Mass Graves: City of Now, is the second excerpt from Daniele
Pantano's Mass Graves: A Confession project. There is much here to admire in Pantano's
startling evocations of immorality, physical violence and questioning of
reader/viewer complicity in art forms portraying these destructive
tendencies. The various materials, fragments, that Pantano uses, inform each
other and combine to create a disturbing mindscape in which physical and
sexual violence is enacted upon women and children. Art, seen here as
receptacle for this immorality and violence, becomes linked with these acts
of violence, drawing attention to art as being created out of disturbed
minds/experiences and further questioning the voyeuristic nature of the
reader/viewer. Unsurprisingly this content makes for a haunting read. But
form is as important as content here too and in his use of a variety of
experimental forms through the five sections of this book, Pantano imbues the
work with energy and builds tension as he takes us through a succession of
disturbing places, experiences and states of mind, starting with the
discordant cat's wail, through to the sinister interview with a killer in the
final section of this book.
The first section 'From III' opens with the poem 'Katzenjammer' (p.11).
Pantano is well regarded as a translator of Swiss and German literature.
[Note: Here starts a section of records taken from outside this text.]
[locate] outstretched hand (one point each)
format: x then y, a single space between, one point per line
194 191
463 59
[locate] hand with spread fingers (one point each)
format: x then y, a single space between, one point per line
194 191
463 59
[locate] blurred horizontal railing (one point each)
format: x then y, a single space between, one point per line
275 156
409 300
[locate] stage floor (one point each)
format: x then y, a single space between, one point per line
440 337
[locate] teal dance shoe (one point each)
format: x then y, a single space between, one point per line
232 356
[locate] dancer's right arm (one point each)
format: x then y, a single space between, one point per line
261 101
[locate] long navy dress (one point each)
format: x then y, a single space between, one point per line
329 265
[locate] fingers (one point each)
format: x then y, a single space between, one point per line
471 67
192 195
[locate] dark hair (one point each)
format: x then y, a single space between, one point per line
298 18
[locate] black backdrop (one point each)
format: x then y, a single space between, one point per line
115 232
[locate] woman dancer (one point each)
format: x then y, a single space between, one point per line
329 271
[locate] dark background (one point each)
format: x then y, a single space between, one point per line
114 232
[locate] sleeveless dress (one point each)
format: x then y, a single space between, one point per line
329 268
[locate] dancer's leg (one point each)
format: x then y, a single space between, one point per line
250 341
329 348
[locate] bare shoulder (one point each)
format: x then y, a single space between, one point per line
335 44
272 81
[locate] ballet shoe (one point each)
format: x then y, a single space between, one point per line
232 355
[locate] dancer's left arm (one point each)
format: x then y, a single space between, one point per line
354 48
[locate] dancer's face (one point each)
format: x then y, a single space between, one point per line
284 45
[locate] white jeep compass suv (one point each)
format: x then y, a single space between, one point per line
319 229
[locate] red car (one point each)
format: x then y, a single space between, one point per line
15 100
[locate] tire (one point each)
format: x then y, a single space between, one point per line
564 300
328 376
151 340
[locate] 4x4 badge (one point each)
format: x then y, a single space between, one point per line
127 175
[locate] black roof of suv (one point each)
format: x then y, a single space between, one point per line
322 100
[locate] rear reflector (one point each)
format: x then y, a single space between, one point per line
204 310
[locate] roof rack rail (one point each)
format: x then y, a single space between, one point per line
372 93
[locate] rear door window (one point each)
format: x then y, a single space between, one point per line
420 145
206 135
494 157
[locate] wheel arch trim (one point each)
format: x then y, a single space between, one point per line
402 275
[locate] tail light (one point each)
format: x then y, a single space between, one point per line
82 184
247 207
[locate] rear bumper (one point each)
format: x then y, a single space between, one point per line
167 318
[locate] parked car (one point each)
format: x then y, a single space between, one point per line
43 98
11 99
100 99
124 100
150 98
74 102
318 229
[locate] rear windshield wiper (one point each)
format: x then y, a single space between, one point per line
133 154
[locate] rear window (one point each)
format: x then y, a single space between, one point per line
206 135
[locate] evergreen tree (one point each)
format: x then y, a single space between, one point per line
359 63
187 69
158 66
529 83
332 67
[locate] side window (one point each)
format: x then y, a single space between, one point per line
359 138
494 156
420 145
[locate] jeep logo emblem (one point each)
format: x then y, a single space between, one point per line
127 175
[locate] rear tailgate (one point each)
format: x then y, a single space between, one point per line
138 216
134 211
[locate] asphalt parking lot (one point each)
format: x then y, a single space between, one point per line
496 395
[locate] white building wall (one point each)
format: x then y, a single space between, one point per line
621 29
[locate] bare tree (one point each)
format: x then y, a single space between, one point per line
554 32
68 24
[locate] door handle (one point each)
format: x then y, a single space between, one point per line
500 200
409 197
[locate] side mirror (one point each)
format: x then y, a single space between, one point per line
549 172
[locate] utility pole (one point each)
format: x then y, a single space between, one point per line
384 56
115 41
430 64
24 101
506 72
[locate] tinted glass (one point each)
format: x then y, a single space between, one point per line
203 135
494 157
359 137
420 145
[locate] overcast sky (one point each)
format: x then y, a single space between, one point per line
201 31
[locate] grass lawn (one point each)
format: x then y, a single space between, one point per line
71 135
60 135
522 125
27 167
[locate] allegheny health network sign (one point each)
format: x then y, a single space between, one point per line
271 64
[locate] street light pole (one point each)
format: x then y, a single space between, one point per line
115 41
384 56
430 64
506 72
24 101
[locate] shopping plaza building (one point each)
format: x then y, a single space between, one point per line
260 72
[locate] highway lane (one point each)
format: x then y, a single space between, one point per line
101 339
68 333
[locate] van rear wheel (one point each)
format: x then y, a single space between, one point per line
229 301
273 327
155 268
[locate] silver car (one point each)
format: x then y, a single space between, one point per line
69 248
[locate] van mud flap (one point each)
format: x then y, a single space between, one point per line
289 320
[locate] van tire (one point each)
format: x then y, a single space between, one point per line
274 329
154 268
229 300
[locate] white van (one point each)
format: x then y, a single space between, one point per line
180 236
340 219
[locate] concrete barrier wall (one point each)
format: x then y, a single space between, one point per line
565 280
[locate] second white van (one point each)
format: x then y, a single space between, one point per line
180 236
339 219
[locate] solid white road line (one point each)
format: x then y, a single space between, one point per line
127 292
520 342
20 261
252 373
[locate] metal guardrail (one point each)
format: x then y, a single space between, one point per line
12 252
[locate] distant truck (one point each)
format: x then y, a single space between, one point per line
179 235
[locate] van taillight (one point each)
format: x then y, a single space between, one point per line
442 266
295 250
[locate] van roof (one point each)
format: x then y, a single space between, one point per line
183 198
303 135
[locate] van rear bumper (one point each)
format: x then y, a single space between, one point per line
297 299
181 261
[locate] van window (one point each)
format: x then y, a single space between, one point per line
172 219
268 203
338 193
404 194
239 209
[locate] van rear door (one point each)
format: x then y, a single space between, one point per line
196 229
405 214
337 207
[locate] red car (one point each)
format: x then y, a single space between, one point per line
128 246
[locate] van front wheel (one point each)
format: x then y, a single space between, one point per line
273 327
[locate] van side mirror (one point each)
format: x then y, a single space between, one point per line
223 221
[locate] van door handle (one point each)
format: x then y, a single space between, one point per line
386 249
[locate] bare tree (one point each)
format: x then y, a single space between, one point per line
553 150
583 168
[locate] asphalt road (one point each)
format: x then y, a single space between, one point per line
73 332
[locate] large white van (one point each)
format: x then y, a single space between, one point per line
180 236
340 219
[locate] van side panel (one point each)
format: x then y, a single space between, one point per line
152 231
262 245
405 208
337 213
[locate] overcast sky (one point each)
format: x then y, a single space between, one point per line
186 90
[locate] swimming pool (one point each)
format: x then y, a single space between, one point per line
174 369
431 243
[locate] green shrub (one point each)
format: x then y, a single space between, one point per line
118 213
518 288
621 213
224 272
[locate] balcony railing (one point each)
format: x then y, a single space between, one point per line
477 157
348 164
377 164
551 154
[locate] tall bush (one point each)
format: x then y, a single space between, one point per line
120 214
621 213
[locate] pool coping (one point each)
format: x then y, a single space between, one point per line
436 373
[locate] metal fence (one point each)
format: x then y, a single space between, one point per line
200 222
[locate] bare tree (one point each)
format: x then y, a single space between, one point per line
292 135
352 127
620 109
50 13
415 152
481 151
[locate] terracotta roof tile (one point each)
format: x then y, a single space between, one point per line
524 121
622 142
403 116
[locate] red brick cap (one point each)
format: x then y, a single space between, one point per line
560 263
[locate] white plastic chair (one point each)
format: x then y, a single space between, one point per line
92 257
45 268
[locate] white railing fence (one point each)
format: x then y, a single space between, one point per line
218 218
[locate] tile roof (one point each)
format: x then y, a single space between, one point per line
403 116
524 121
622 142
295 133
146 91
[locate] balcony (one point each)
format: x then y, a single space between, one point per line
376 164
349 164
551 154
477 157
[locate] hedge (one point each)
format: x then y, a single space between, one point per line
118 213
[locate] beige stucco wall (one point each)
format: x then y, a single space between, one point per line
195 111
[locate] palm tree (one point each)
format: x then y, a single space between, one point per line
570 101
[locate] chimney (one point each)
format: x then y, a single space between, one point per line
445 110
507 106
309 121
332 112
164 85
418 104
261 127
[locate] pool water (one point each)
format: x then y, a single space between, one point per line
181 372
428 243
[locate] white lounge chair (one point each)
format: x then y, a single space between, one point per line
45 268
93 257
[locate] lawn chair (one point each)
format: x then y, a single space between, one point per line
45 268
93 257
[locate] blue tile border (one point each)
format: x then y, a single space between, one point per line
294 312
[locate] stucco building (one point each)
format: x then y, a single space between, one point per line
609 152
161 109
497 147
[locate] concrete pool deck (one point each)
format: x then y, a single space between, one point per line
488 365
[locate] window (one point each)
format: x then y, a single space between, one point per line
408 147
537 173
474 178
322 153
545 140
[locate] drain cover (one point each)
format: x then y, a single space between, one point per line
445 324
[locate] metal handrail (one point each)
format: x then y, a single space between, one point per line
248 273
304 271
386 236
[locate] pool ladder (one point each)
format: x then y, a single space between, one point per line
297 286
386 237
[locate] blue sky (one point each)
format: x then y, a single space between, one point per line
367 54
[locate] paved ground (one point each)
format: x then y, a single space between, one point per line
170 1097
The
use of German and English throughout City of Now plays with perception through language
and adds to the disorienting effect (for those who don't have those
languages) and shifting ways of thinking. I had to look up translation for
the German word 'Katzenjammer' my search returned: 'cat's wail/discordant
sound/depression or bewilderment in reference to a hangover'. The generation
of multiple definitions demonstrates how meaning here becomes extended when
engaging with multiple languages and how shifting to another language can
create shifts in thinking. But which definition to go with? To add a little
background Pantano has revealed that 'at least superficially, the book is
about the brutal murder of one of Egon Schiele's girl models'. If you take
the three lines of the first poem 'Katzenjammer',
Nothing you need to know
is still missing. The desired principle
in your hands you ought
to chase right now.
On one page you don't
remember writing 'I don't remember.'
My first impression is that here we are encountering the murderer, perhaps
experiencing amnesia, creating a confession of an act of madness erased?
However the address to the 'you', that unnamed third person, also addresses
us, as readers, being drawn in to the poem and the acts within it. And of
course that cat's wail evokes the cry of the woman murdered.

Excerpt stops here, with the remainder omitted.